6G will use machine learning for intelligent capacity and routing management and could yield speeds up to 1TB.

6G aims to integrate satellites for global coverage to provide far high data rates and faster Internet speeds than 5G.

20 thoughts on “Samsung Begins 6G Wireless Research Center”

  1. Yeah, we ran into that with Ubiquit radio links, the only way we can get good internet to where we are at. 900MHz cuts through the trees well but only gives 20Mbps. 2.4GHz gives much higher, potentially, but can’t cut through the trees. We had to cut through the trees with a chainsaw instead. 🙂 I don’t think 5G nor 6G will help us. Can’t wait for Starlink!

  2. Serious stuff! Can’t even imagine what people will do with all that bandwidth. I imagine we will find out, at least to an extent.

  3. Did you change your user name again? Tiny lice have developed specialty in sucking blood and still stay in hiding up to a level of changing their user again and again so they can like their own comments.

  4. You hear about people afraid of radiation, you realize going outside for less than an hour doses you with weeks worth of 5g radio wave radiation. People need to stop being manipulated by these conspiracy theorists and their buzzwords!

  5. We are vibratory beings.
    We have no understanding yet how different types of artificial vibration affects us.

    So honey, are you for or are you against my vibrator?

  6. Terabit per second speeds would require frequencies in the multiple THz. Waves that short that can’t pass though walls so would only be suitable for something like Bluetooth or WiFi, WLAN as we know it would be infeasible.

    Also, past a certain point quantization rears its head, as the wavelengths get shorter more and more energy is needed to ensure that enough photons make their way to the receiver for the signal to be complete.

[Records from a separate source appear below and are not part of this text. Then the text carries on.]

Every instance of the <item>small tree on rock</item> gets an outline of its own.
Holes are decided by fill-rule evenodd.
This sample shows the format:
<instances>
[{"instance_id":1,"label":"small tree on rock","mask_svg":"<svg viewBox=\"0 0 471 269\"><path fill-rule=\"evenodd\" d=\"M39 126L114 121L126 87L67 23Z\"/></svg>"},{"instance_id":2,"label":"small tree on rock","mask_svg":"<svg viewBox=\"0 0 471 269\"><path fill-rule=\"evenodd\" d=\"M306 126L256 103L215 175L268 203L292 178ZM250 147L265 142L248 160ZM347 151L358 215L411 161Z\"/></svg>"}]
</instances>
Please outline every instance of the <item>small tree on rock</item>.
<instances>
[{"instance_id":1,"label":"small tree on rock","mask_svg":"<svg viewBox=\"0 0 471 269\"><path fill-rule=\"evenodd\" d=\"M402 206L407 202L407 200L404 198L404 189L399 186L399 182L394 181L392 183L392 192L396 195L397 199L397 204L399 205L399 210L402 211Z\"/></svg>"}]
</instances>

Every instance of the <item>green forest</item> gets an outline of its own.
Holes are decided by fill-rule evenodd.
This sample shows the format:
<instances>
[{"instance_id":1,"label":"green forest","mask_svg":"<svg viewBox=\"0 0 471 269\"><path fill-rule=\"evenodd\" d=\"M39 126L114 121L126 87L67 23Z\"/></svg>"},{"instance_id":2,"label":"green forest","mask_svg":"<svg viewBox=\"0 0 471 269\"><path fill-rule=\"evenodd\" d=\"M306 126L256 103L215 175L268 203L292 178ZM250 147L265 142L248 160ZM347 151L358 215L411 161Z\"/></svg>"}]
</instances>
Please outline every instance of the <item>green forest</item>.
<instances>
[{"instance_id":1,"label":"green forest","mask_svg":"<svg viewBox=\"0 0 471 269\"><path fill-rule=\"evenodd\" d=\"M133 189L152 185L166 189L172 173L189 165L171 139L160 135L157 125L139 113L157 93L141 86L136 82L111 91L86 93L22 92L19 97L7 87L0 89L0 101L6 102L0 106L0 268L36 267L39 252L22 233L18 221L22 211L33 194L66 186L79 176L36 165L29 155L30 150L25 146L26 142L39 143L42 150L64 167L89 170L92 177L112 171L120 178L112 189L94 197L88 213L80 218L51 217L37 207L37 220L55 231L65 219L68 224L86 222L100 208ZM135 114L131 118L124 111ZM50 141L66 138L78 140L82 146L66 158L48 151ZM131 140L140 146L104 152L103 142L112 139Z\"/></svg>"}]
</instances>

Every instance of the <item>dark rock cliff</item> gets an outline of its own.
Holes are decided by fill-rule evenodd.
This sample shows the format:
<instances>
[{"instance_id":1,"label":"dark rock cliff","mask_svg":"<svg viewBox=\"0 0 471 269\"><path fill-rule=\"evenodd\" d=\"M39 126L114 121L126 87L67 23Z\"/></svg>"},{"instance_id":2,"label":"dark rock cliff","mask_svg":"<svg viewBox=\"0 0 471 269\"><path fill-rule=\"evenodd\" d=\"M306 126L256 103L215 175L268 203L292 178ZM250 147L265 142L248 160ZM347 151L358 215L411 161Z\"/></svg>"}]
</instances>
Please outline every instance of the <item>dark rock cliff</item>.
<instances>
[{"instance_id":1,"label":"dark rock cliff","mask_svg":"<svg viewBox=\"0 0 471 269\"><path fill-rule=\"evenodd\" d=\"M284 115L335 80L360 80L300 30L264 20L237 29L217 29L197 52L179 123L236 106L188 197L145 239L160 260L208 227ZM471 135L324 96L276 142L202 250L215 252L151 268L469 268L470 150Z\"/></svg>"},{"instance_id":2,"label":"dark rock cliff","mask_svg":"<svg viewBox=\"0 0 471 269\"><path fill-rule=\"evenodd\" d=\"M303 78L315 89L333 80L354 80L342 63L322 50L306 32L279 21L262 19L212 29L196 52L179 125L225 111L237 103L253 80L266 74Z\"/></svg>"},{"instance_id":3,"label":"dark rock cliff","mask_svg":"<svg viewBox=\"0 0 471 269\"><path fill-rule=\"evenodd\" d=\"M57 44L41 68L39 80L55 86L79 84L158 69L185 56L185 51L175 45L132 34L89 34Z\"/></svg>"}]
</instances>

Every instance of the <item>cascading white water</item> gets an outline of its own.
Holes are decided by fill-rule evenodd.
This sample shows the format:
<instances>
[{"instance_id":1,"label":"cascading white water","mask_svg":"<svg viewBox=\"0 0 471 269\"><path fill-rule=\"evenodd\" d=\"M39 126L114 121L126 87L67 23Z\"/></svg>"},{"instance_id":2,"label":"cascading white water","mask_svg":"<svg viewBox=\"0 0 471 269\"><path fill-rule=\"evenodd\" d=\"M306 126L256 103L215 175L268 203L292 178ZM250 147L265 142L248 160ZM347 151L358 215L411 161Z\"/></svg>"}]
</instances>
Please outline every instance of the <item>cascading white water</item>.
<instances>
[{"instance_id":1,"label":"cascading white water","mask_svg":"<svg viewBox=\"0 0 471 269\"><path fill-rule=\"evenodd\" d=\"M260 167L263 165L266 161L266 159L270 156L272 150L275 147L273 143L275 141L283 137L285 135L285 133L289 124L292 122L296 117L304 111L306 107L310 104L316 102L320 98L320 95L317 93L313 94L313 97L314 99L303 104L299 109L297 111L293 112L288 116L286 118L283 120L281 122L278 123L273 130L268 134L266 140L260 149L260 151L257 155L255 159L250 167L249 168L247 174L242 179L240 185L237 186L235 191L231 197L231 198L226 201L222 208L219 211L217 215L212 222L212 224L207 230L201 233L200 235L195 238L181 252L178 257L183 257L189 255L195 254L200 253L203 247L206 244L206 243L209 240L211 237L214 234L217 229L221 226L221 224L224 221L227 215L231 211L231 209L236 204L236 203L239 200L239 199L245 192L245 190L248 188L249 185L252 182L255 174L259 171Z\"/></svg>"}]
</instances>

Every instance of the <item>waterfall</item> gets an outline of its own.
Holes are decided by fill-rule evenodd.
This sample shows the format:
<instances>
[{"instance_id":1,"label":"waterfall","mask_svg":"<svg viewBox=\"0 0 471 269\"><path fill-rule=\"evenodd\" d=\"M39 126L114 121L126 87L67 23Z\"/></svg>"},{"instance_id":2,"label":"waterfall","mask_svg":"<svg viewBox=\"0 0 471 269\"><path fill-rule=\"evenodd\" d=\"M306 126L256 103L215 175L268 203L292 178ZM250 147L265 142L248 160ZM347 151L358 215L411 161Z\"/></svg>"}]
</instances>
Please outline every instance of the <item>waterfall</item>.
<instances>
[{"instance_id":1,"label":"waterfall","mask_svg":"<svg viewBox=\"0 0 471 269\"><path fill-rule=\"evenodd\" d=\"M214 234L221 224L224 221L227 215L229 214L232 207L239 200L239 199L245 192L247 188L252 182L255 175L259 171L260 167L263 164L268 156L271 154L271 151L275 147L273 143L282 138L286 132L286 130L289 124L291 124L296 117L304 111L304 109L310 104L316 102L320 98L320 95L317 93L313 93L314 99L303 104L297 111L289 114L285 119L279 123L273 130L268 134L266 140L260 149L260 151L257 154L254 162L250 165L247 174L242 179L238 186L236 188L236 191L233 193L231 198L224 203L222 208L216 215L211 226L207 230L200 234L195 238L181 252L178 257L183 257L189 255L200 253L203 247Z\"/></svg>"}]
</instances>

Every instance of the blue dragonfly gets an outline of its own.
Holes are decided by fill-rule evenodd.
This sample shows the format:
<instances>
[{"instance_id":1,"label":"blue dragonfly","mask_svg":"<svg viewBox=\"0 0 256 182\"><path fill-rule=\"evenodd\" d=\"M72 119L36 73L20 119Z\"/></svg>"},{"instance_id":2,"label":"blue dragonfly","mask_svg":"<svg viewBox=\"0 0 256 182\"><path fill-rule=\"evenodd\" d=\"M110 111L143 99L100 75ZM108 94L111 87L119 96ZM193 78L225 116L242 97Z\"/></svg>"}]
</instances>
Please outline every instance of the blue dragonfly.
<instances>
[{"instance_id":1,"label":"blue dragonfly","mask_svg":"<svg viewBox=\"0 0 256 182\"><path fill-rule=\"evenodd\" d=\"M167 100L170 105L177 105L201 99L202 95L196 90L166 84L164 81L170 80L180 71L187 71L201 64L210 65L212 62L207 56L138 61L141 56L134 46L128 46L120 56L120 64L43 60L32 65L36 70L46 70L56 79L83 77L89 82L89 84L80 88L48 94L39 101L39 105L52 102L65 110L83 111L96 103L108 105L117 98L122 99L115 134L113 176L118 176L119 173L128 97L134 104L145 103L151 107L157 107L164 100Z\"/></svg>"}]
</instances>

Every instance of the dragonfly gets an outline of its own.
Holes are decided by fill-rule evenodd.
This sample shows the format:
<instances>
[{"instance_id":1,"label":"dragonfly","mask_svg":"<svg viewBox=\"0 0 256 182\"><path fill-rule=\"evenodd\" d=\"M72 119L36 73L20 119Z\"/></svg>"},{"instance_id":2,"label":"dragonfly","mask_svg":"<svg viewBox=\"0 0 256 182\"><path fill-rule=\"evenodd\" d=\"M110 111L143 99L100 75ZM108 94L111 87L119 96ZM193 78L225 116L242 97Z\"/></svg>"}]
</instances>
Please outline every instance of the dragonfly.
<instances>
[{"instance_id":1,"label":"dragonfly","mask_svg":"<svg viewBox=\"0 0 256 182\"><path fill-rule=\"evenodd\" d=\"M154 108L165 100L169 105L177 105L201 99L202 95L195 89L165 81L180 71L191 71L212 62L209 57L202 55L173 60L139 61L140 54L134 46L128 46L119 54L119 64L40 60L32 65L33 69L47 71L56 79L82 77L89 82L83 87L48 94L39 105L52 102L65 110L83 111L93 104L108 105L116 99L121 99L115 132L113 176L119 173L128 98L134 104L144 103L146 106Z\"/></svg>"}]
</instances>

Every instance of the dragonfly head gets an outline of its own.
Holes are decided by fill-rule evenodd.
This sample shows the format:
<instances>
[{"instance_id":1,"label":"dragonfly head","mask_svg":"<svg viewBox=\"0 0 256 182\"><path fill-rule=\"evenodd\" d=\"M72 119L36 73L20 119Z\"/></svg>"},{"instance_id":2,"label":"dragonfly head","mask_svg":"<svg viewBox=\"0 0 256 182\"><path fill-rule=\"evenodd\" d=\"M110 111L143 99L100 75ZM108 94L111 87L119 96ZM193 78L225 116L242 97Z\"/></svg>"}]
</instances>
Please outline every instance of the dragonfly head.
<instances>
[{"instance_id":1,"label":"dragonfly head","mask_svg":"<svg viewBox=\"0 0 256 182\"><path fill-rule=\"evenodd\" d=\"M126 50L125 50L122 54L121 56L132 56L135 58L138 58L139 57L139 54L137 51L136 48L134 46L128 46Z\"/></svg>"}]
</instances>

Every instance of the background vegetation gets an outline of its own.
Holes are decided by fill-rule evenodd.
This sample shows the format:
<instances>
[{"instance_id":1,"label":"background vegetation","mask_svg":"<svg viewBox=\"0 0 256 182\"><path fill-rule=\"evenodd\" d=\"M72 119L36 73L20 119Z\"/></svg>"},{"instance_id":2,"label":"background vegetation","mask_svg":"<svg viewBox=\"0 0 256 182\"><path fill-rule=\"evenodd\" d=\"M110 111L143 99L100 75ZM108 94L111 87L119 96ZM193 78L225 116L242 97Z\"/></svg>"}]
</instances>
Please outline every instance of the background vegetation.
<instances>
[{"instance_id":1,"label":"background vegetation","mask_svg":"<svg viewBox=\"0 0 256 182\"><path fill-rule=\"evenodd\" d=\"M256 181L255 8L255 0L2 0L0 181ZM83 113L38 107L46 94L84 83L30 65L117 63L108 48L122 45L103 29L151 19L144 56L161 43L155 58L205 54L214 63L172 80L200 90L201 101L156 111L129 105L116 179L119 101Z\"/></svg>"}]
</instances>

  7. I want 10G internet. I want the internet to give me answers and download what I want BEFORE I ask !

  8. 5G offers 4x the real-world spectral efficiency, better latency and less energy expended per byte.

    So it will do well, because in a competitive environment that means your data bill will drop by almost 4x in cost per MB.

    Another advantage is it will be able to compete with home broadband, lowering prices in that segment as well. That’s very important in markets like the USA that tend to be monopolistic and therefore expensive compared to world costs.

    It will get popular alongside WiFi 6, which has similar improvements and timeframes for supporting equipment.

  9. I know people who develop protocols for extreme file transfer. They can do 10…40 Gbps well without coordination between transmitting servers and are looking forward to begin developing and testing 100 Gbps next year.
    Nobody even has thought of a protocol for Tbps data transmission with non-cooperating transmitters. To develop and mainstream this may be a world-wide work of more than a decade.

  10. Probably works as well as 4G but maximum capacity is higher.
    4G in it self kind of works most of the time like most newer technology.

  11. I assume he means Tbps or Terrabit per second or 1000 Gigabits per second (Gbps), which is crazy high. You would need some total paradigm shifting new application to make serious use of Gbps much less Tbps speeds. You would also have to completely reprice the $/GB or TB.

  12. I look forward to the failure of 5G to deliver, and it’s being leapfrogged by a yet un-thought of technology.

  13. “TB” is no unit of speed.

    The previous generations of mobile phone tech had used ever smaller wavelengths (after the transition to digital) to get higher bandwidths. 5G has such a short wavelength (and thus extremely short ranges caused by attenuation) that you can’t really go shorter on that.

    You could use some waveform manipulations, but that won’t justify a “6G” moniker. The application would use the same hardware and the same wavelengths, thus the same government licenses.

    5G+ or whatever they will call it will be an incremental improvement.